Consumers failed to propel the UK economy in the first quarter as rising prices dampened appetite for spending, official figures will show this week.
City economists believe the Office for National Statistics will confirm on Thursday that economic growth more than halved to 0.3% in the first three months of the year from 0.7% in the previous quarter.
The second estimate of GDP growth provides a more detailed breakdown of how the economy performed, including a first take on consumer spending.
Philip Shaw, economist at Investec, said the detail was likely to confirm that the first quarter was “a very soft period” for household spending, following decent growth of 0.7% in the previous quarter.
He said a consumer slowdown was likely to weigh on the wider economy, which grew by 1.8% in 2016.
“Thanks to the rise in inflation, household finances are now facing headwinds rather than tailwinds and this is principally why we are expecting a year of relatively subdued GDP growth of 1.7% over 2017 as a whole,” Shaw said.
The first estimate suggested that growth in consumer-facing businesses slowed sharply in the period January to March. Growth in the service sector, which includes hotels, bars and restaurants, slowed to 0.3% from 0.8% in the fourth quarter of 2016.
Growth in industrial production and construction output also slowed over the period, to 0.1% and 0.2% respectively.
Howard Archer, chief UK economist at IHS Markit, said there was a chance that growth could be revised down in the second estimate. “If anything the risks look to be slightly slanted to the downside rather than the upside,” he said.
Separate ONS data due on Tuesday will give the first insight into the state of the public finances after the new fiscal year got underway in April.
The figures are expected to show the government borrowed £9.5bn last month, up from £9.1bn in the same month a year earlier. It would be the highest level of borrowing in the month of April since 2015.

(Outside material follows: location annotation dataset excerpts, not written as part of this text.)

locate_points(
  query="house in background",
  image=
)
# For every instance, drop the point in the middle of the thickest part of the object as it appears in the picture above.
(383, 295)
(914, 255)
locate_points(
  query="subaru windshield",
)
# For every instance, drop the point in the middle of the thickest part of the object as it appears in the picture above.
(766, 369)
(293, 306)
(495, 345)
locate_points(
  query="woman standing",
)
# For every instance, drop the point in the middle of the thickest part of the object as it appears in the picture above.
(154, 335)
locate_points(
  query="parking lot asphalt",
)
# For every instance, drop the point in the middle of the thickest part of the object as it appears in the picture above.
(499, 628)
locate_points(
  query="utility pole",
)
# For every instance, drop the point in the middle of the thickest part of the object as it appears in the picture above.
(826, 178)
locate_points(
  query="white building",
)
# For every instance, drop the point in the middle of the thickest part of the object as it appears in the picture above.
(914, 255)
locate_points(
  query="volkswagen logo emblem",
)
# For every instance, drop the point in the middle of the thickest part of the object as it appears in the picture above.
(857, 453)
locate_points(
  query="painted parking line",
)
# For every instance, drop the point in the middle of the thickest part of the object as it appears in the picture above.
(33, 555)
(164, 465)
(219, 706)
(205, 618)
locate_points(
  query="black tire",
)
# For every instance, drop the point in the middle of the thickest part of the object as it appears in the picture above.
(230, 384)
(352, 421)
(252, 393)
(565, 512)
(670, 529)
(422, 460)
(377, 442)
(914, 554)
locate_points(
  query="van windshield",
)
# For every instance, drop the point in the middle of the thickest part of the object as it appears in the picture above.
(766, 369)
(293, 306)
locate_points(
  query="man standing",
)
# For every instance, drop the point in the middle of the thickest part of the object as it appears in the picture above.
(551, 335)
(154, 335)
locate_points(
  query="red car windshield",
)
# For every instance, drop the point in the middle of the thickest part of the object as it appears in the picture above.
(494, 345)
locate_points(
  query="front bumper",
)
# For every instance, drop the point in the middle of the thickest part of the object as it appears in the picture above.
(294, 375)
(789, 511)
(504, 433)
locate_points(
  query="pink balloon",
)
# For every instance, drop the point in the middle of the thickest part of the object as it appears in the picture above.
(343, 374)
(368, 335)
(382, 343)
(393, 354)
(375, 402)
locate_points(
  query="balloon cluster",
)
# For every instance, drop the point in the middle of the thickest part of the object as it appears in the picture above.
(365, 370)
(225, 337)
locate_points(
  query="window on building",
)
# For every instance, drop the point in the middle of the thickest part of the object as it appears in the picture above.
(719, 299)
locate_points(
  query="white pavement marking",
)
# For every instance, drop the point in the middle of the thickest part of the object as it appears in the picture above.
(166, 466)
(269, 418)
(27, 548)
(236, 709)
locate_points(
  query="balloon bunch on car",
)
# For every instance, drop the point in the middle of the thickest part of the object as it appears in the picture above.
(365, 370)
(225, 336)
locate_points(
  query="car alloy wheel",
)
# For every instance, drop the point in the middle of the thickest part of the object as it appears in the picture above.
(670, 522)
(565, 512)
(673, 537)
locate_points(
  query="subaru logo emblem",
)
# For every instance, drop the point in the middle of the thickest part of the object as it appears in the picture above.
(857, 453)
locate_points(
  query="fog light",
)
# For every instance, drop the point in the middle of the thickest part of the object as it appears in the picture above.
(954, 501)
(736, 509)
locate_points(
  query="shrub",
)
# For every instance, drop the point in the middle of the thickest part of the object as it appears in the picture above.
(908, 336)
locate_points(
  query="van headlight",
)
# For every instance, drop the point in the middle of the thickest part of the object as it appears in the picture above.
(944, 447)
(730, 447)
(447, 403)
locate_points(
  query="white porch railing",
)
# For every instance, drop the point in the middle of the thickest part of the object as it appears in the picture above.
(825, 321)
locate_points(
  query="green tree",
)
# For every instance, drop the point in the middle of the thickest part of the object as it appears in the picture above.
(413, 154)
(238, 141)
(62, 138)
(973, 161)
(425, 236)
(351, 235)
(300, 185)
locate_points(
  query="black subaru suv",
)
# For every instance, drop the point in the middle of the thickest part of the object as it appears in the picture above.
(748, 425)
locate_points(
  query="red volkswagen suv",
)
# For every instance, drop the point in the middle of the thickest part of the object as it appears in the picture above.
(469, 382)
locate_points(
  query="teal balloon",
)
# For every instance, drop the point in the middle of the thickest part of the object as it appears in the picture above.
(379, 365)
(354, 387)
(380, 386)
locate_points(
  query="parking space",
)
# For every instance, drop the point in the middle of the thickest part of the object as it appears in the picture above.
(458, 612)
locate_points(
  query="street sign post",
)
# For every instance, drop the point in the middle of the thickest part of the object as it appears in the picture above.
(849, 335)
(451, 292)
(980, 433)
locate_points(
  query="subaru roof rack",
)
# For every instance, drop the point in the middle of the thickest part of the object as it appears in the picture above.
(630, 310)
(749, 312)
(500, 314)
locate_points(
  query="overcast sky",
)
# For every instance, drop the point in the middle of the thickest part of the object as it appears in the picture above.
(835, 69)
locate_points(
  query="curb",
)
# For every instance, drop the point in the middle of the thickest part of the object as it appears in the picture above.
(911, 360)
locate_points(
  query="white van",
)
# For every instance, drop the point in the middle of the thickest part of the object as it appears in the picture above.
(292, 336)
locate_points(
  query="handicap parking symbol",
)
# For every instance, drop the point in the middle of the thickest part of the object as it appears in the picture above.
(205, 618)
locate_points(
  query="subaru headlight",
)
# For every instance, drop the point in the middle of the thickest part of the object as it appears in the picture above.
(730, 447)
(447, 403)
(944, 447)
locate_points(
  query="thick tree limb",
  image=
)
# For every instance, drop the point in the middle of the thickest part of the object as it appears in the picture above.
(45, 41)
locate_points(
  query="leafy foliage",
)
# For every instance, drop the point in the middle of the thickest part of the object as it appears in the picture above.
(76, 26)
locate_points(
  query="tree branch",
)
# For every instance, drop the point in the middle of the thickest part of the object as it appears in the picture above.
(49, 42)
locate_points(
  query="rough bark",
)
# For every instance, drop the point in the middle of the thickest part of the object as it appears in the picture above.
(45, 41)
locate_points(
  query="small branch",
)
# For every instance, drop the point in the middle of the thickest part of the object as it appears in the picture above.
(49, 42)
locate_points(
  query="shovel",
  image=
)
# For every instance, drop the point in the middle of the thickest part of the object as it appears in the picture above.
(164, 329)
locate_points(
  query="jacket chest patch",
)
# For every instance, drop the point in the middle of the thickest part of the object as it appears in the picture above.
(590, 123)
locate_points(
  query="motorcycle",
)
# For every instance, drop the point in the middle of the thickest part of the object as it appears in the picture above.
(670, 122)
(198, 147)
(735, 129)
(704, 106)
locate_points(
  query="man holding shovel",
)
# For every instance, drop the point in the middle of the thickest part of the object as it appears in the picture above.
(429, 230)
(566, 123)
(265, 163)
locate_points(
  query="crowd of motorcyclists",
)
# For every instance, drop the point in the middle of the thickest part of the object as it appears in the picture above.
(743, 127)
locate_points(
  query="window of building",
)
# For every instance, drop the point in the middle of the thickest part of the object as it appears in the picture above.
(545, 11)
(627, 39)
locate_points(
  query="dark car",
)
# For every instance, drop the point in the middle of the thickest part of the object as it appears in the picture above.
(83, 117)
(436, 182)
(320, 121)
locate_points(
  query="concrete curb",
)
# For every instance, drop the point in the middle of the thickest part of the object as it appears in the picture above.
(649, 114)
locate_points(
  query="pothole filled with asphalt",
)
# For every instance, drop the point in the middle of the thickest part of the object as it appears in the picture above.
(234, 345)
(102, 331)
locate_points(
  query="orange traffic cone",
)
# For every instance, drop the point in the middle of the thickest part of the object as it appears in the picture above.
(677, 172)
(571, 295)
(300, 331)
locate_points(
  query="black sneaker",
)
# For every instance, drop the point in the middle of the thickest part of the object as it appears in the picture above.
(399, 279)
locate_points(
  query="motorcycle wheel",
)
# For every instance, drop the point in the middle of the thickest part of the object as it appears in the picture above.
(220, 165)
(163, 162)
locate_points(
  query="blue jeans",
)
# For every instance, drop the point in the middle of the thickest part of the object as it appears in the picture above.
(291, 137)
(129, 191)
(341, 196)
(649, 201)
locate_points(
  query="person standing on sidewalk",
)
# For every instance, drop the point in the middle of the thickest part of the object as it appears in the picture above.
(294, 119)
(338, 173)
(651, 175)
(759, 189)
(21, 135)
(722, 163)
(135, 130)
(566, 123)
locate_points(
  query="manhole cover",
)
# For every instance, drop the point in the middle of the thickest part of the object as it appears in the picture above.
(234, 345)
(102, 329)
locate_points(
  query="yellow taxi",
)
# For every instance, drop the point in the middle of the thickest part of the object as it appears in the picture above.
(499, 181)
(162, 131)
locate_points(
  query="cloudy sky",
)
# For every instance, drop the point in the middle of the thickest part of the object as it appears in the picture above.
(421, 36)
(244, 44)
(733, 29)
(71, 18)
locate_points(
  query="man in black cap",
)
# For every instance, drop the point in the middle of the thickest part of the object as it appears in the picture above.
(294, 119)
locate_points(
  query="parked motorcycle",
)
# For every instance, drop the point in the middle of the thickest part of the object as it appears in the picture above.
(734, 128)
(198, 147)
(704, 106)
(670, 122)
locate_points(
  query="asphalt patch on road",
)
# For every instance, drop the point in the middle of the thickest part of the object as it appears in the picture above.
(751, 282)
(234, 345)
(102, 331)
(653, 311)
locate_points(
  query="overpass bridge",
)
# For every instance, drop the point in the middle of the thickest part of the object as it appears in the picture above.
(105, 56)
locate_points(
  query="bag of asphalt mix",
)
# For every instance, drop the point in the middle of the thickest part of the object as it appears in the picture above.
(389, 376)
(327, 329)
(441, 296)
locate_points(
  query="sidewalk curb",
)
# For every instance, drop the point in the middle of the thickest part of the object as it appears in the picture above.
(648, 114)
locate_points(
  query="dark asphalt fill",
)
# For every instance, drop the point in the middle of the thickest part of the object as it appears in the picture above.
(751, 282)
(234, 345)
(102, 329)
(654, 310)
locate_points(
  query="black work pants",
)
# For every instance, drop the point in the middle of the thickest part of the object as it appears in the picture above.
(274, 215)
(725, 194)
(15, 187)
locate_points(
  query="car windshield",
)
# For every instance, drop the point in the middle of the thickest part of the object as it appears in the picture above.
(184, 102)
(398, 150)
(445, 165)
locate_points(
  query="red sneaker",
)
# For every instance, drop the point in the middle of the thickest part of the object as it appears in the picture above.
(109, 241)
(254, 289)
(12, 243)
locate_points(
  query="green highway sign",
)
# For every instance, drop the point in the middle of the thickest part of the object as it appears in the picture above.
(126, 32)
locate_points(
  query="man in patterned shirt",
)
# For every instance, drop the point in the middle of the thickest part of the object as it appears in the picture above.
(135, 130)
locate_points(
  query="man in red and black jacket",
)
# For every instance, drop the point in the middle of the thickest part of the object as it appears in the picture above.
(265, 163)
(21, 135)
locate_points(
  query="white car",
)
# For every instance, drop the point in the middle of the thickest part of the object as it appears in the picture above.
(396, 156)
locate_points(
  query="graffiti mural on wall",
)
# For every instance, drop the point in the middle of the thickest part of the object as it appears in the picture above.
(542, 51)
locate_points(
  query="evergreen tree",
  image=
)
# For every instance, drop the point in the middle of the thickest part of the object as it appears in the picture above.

In the 2016-17 financial year to the end of March, borrowing fell by £20bn to £52bn after economic growth helped drive tax receipts higher, narrowing the gap between what the government spends and earns.
It was the lowest deficit since 2007-08, and meant that chancellor Philip Hammond essentially met his £51.7bn target, set by by the Treasury’s independent forecaster, the Office for Budget Responsibility, at the time of the budget in March.
However, the OBR expects borrowing to rise again this year, to £55.2bn, partly owing to one-off factors but also because of slowing growth as consumers rein in spending in response to rising shop prices.